Uncertainty regarding the state's reimbursement for venison has caused concern as well for processing operations.

Hoffman said that he has a letter that said that if lead were found in a sample, processors wouldn't get paid. But he said that he was verbally told by a state official that wasn't the case.

With ground venison off the list of approved products, Bachmann said that a lot of effort goes into preparing more stew meat.

He said that it's too labor intensive.

Another problem that is affecting processors is that they have to hold a deer carcass in their freezers for several days if a sample is taken to a centralized location to be X-rayed, Bachman said.

"We don't have a lot of locker space," Bachmann said. "It would jam us up, so we couldn't feasibly do it."

He added that many other processors are mom-and-pop operations, so their storage space is limited.

Only one processor in the area is participating in the venison donation program, Butcher's Blend in Perham.

The owner of Butcher's Blend, Alan Ousley, said that the additional rules aren't burdening him enough to stop.

"You have to jump through more hoops, but it's not bad," Ousley said.

He said that he's preparing more whole cuts and letting those who receive donations from food banks cut up the meat into pieces that are suitable for stew themselves. Storing the deer while samples are being X-rayed isn't an issue for Butcher's Blend either.

"We have plenty of room," Ousley said.

In the end, the lack of venison donations to the food pantry is affecting its operations.

Hammer said that the food pantry has to buy meat that it wouldn't have done in past winters.

Exacerbating the situation is that the food pantry hasn't been able to buy meat from the U.S. Department of Agriculture for a few months.

"We're having to buy it from local grocery stores," Hammer said.

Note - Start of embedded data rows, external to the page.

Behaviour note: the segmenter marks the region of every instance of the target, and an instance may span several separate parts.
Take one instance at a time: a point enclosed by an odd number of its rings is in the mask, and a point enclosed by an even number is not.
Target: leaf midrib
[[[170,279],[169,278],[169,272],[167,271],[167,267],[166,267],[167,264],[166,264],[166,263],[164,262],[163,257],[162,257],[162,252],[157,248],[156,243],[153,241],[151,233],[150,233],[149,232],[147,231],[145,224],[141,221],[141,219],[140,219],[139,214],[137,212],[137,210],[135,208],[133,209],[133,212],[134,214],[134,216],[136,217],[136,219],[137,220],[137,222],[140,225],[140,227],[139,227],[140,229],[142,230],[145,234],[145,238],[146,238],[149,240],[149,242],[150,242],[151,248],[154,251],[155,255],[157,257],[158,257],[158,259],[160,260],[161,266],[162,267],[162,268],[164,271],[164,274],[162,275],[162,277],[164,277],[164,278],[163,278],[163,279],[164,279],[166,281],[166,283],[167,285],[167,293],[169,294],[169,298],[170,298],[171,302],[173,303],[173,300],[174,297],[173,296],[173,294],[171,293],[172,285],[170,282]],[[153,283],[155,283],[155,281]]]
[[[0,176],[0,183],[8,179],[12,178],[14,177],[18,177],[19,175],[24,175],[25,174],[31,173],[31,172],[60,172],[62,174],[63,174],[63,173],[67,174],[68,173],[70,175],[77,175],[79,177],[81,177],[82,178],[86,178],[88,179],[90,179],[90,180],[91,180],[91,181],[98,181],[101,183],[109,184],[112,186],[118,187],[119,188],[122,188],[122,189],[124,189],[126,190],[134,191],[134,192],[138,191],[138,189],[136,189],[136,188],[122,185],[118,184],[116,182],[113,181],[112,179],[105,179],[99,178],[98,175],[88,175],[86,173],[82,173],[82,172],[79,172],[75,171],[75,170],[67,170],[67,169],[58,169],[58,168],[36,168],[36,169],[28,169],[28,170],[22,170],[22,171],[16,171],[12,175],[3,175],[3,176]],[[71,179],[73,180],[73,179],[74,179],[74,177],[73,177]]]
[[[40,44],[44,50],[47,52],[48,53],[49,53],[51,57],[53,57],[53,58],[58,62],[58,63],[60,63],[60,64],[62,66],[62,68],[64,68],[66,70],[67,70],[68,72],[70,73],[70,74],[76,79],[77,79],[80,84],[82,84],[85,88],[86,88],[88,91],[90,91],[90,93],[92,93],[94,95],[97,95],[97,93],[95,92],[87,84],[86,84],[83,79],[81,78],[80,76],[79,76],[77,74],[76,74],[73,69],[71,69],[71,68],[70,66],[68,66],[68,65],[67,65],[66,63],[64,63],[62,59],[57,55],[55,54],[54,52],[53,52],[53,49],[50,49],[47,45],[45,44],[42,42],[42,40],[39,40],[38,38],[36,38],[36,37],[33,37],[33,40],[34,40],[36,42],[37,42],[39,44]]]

The advantage from buying from the U.S.D.A. is that they can buy meat at 10 to 15 cents per pound compared to $2 to $3 per pound.

Hammer, though, said that Central Market gives the food pantry a price break, which does help some.

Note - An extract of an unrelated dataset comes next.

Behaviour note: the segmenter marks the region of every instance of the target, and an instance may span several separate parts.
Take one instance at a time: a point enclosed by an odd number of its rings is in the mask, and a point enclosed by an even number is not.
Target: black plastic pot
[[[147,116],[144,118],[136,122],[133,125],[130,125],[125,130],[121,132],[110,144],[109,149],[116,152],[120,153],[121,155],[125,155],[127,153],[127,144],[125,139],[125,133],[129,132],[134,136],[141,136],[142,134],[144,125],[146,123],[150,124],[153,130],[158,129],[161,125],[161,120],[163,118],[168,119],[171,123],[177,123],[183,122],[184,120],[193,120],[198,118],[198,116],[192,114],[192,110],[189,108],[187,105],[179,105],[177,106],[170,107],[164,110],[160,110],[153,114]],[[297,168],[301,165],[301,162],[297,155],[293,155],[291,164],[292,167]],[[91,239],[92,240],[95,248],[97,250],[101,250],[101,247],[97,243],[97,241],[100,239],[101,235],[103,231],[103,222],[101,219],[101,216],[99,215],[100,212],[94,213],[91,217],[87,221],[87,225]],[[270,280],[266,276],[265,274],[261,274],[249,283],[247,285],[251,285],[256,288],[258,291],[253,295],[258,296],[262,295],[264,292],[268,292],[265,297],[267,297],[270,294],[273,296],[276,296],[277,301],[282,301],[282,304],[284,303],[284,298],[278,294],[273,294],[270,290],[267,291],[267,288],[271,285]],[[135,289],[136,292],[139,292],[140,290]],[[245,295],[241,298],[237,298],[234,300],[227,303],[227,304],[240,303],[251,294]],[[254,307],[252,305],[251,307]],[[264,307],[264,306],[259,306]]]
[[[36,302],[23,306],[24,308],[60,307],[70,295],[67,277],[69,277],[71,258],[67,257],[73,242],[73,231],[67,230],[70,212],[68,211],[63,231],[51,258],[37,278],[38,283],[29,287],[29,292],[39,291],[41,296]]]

But all in all, it's becoming more difficult to provide meat protein to those in need.

"We had a lot of venison to give out last year," Hammer said.

"When we don't get that, we have to substitute something else and it gets very costly."

That's why Hammer said that cash donations are preferred, because the food pantry can just go out and purchase items that it doesn't receive through donations.

"We're hanging in there," she said. "And doing the best we can."